Ich kann bei meinen Akkorden die Lage der Töne jederzeit beliebig verändern. Das C muß nicht das untere C sein. Das E kann oben stehen usw. In der Zeichnung rechts habe ich alle Töne des C-Dur-Akkordes aufgeschrieben.
Das Besondere an dieser Kadenz (den drei Akkorden auf derm 1., dem 4. und dem 5. Ton) ist nicht nur, das wir den Klang als besonders zusammenpassend empfinden, sondern, daß jeder Ton der Tonleiter in mindestens einem dieser Akkorde steckt.
Kommen wir nun zur Anwendung unserer Harmonielehre. Ich gebe die ersten Takte des NGL ‚Öffnen Geben‘ vor. Wie im Liedbuch auch, gebe ich Melodie, Text und Harmonien an.
Wir suchen uns die harmonisch entscheidenden Stellen.
Dies ist in jedem Takt Schlag 1, sowie die Stellen, an denen im Takt die Harmonie wechselt. An diesen Stellen (mit Pfeilen markiert) schreiben wir alle Noten des entsprechenden Akkordes. Im dritten Takt schreibe ich meine Noten nicht auf Schlag 1, weil da eine Pause steht. Dafür nehme ich Schlag 2. Auf Schlag 4 schreibe ich den Akkord, weil hier die Harmonie wechselt.
Graue Noten stellen die Melodie dar. Schwarz habe ich jeweils die Note DRÜBER und DRUNTER geschrieben, die zum Akkord gehört. Zum C-Akkord gehören C, E und G. Mit einem leeren Kreis habe ich weitere Noten aus dem Akkord geschrieben.
Jetzt stelle ich mir eine gerade Linie zwischen jeweils zwei nebeneinander liegenden Noten vor. (Oben schwarz gezeichnete Noten sind unten grau eingezeichnet).
Jetzt suche ich jede Note der Melodie heraus. Zu dieser Note schreibe ich die beiden Noten aus dem für diesen Takt geltenden Akkord heraus, die am nächsten zu der gemalten Linie liegen.

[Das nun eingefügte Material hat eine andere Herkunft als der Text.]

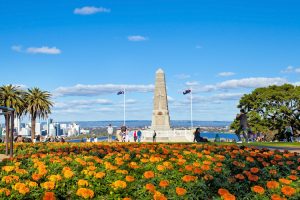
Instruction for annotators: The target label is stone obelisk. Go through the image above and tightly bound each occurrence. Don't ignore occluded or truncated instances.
[151,69,170,130]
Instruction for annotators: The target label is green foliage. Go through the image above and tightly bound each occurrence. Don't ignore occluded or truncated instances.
[231,84,300,137]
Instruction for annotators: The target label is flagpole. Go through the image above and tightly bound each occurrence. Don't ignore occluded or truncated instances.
[190,88,193,130]
[123,88,126,126]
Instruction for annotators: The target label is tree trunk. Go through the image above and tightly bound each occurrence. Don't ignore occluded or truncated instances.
[5,114,10,156]
[31,117,36,141]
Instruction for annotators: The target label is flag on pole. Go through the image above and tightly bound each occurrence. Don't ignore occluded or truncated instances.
[183,89,192,95]
[117,91,124,95]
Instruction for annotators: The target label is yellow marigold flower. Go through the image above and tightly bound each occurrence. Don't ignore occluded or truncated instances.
[111,180,127,189]
[126,176,134,182]
[176,187,186,196]
[77,179,89,187]
[28,181,38,187]
[95,172,106,179]
[63,169,74,178]
[0,188,10,197]
[76,188,94,199]
[41,181,55,190]
[43,192,56,200]
[2,166,15,173]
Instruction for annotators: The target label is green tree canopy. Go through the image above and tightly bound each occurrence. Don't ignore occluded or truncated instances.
[231,84,300,133]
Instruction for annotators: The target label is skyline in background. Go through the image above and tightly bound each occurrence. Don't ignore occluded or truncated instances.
[0,0,300,122]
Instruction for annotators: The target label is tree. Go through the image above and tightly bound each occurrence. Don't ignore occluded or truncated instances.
[231,84,300,138]
[0,85,24,154]
[25,87,53,140]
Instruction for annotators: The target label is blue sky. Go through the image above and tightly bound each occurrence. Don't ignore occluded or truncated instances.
[0,0,300,121]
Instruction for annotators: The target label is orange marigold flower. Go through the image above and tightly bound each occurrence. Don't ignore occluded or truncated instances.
[281,186,296,197]
[153,191,167,200]
[251,185,265,194]
[43,192,56,200]
[159,180,169,188]
[271,194,284,200]
[176,187,186,196]
[181,175,197,183]
[111,180,127,189]
[145,183,155,192]
[279,178,292,185]
[218,188,230,197]
[250,167,259,174]
[0,188,10,197]
[41,181,55,190]
[76,188,94,199]
[267,181,279,189]
[144,171,155,179]
[63,170,74,178]
[125,176,134,182]
[95,172,106,179]
[223,193,235,200]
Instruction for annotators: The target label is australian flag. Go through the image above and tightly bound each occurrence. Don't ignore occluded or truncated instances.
[117,91,124,95]
[183,90,192,95]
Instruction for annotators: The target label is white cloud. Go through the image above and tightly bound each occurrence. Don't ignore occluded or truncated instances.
[54,84,154,96]
[127,35,148,42]
[11,45,22,52]
[185,81,199,86]
[281,65,300,74]
[26,46,61,54]
[74,6,110,15]
[175,74,191,79]
[218,72,235,77]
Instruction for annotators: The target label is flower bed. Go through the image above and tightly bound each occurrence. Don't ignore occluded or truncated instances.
[0,143,300,200]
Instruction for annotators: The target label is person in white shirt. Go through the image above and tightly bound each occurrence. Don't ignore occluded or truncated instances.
[107,124,114,142]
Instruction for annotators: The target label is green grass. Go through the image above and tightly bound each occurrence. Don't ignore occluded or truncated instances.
[216,142,300,149]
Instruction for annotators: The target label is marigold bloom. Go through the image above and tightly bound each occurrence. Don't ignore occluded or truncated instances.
[77,179,89,187]
[145,183,155,192]
[281,186,296,197]
[0,188,10,197]
[95,172,106,179]
[279,178,293,185]
[111,180,127,189]
[159,180,169,188]
[251,185,265,194]
[176,187,186,196]
[76,188,94,199]
[144,171,155,179]
[43,192,56,200]
[218,188,230,196]
[41,181,55,190]
[125,176,134,182]
[63,169,74,178]
[267,181,279,190]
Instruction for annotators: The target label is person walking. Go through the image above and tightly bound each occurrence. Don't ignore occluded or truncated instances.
[137,129,142,142]
[153,130,156,142]
[236,109,249,143]
[107,124,114,142]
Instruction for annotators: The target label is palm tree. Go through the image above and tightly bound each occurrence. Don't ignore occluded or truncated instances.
[0,84,24,154]
[24,87,53,140]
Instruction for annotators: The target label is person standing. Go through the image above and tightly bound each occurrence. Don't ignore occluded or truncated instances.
[153,130,156,142]
[236,109,249,143]
[107,124,114,142]
[137,129,142,142]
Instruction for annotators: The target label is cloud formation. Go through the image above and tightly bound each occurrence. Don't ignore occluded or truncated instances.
[218,72,235,77]
[26,46,61,54]
[54,84,154,96]
[281,65,300,74]
[127,35,148,42]
[74,6,110,15]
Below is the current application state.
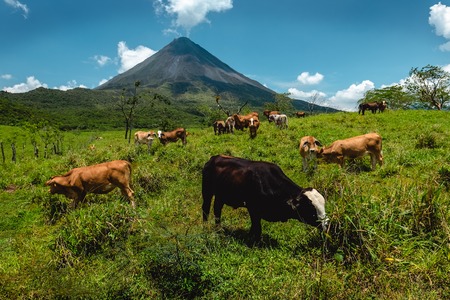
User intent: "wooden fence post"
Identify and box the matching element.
[0,142,5,164]
[11,143,16,162]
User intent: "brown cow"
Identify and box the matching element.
[134,131,156,150]
[225,117,236,133]
[263,109,280,122]
[269,114,288,129]
[248,118,259,139]
[318,133,383,170]
[358,102,378,115]
[233,112,259,130]
[299,135,322,172]
[213,120,226,135]
[158,127,187,146]
[378,100,387,112]
[45,160,135,208]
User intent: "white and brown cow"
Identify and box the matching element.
[213,120,226,135]
[263,109,281,123]
[45,160,135,208]
[158,127,187,146]
[248,117,259,139]
[225,116,236,133]
[318,133,383,170]
[269,114,288,129]
[134,131,156,150]
[299,135,322,172]
[233,112,259,130]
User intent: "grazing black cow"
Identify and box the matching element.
[358,102,378,115]
[202,155,327,240]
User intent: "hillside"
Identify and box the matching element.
[0,37,337,129]
[97,37,275,106]
[0,110,450,300]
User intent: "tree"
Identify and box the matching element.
[118,80,141,143]
[358,85,415,109]
[406,65,450,110]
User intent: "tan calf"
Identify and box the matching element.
[318,133,383,170]
[299,135,322,172]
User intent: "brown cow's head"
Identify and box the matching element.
[300,136,322,155]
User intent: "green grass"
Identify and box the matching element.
[0,111,450,299]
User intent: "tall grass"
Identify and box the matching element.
[0,111,450,299]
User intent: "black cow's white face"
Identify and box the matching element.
[304,189,328,231]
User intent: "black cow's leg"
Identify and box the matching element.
[214,197,224,224]
[249,211,262,241]
[202,191,212,222]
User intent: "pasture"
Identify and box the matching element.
[0,111,450,299]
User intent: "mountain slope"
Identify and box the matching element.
[97,37,275,106]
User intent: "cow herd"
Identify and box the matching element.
[45,111,383,240]
[134,127,187,150]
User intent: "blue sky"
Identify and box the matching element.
[0,0,450,111]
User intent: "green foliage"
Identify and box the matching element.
[358,85,415,109]
[406,65,450,110]
[0,110,450,299]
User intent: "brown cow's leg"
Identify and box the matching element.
[214,197,224,224]
[120,185,136,208]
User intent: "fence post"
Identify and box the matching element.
[11,143,16,162]
[0,142,5,164]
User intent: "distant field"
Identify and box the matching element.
[0,111,450,299]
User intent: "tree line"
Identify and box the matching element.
[358,65,450,110]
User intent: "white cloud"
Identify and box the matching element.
[93,55,112,67]
[4,0,30,19]
[442,65,450,73]
[117,41,156,73]
[55,80,87,91]
[297,72,324,85]
[3,76,48,93]
[288,88,327,101]
[154,0,233,36]
[428,2,450,51]
[330,80,375,111]
[98,79,108,86]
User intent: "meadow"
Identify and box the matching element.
[0,110,450,299]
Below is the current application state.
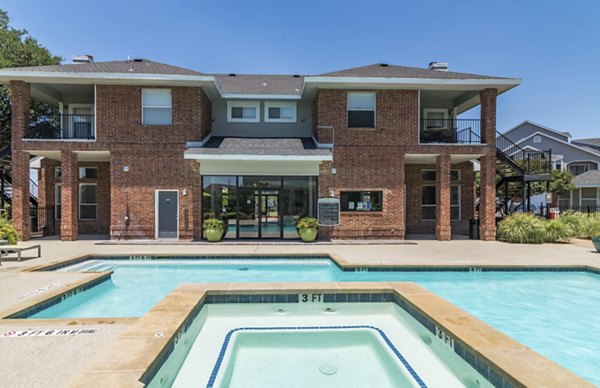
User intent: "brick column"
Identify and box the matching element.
[10,81,31,144]
[60,151,79,241]
[435,154,452,241]
[479,89,498,148]
[395,153,407,238]
[479,155,496,241]
[11,151,31,241]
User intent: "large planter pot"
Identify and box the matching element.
[298,228,317,242]
[592,236,600,252]
[204,229,223,242]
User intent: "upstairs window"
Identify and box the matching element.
[265,102,296,123]
[348,92,375,128]
[142,89,173,125]
[227,101,260,123]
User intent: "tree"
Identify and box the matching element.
[0,9,62,152]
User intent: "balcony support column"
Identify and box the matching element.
[435,154,452,241]
[60,150,79,241]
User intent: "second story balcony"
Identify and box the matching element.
[24,113,96,140]
[419,119,482,144]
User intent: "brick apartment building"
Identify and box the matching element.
[0,57,520,240]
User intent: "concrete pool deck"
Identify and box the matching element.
[0,236,600,387]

So ergeben sich zwei neue Melodien, eine drunter und eine drüber. Zugegeben, sehr einfach. Aber für den Anfang brauchbar.
Jetzt überprüfe ich jede der beiden neuen Melodien, ob es Überschneidungen mit der vorgegebene Hauptstimme gibt.
In unserem Beispiel habe ich die überschneidenden Noten schwarz gemalt und mit einem Pfeil markiert. An diesen Stellen nehme ich einfach den Ton aus dem hier geltenden Akkord, der drüber (bei der unteren Melodie drunter) liegt. Bei uns überschneidet sich bei der 1. markierten Stelle das G. Als geltenden Akkord haben wir C. In C sind die Noten C, E und G. Der nächste Ton über dem G ist wieder das C (leicht abzulesen in Abb 2).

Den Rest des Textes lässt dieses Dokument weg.